One outcome of the upcoming “Brexit” vote, we’re told, might free the UK to pursue its own unfettered destiny, or might plunge it into isolationist decline. The economic issues are beyond my ken, but as a reader and student of English literature, I’ve always been struck by the fact that the oldest poem in English, Beowulf, shows us an already internationalized Britain absorbing all sorts of European influences. From the Germanic roots of the poem’s Anglo-Saxon language to the Scandinavian roots of its narrative, the ancient epic reflects a Britain tied to the continent. With pagan, native traditions mingled with later Christian echoes, and local legends with those of the Danes and Swedes, Beowulf preserves many of the island nation’s polyglot, multi-national origins.
Irish poet Seamus Heaney—whose work engaged with the ironies and complications of tribalism and nationalism—had a deep respect for Beowulf; in the introduction to his translation of the poem, Heaney describes it as a tale “as elaborate as the beautiful contrivances of its language. Its narrative elements may belong to a previous age but as a work of art it lives in its own continuous present, equal to our knowledge of reality in the present time.” Though we’ve come to think of it as an essential work of English literature, Beowulf might have disappeared into the mists of history had not the only manuscript of the poem survived “more or less by chance.” The “unique copy,” writes Heaney, “(now in the British Library) barely survived a fire in the eighteenth century and was then transcribed and titled, retranscribed and edited, translated and adapted, interpreted and taught, until it has become an acknowledged classic.”
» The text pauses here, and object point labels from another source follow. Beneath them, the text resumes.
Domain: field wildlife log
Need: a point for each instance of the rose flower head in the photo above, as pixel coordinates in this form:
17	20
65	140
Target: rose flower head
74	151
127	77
Now, the British Library’s digitization of that sole manuscript allows us to peel back the layers of canonization and see how the poem first entered a literary tradition. Originally “passed down orally over many generations, and modified by each successive bard,” writes the British Library, Beowulf took this fixed form when “the existing copy was made at an unknown location in Anglo-Saxon England.” Not only is the location unknown, but the date as well: “its age has to be calculated by analyzing the scribes’ handwriting. Some scholars have suggested that the manuscript was made at the end of the 10th century, others in the early decades of the 11th, perhaps as late as the reign of King Cnut, who ruled England from 1016 until 1035.”
These scholarly debates may not interest the average reader much. The poem survived long enough to be written down, then became known as great literature these many centuries later, because the rich poetic language and the compelling story it tells captivate us still. Nonetheless, though we may all know the general outlines of its hero’s contest with the monster Grendel and his mother, many of the cultural concepts from the world of Beowulf strike modern readers as totally alien. Likewise the poem’s language, Old English, resembles no form of English we’ve encountered before. Scholars like J.R.R. Tolkien and poets like Heaney have done much to shape our appreciation for the ancient work, and we might say that without their interventions, it would not live, as Heaney writes, “in its own continuous present" but in a distant, unrecognizable past.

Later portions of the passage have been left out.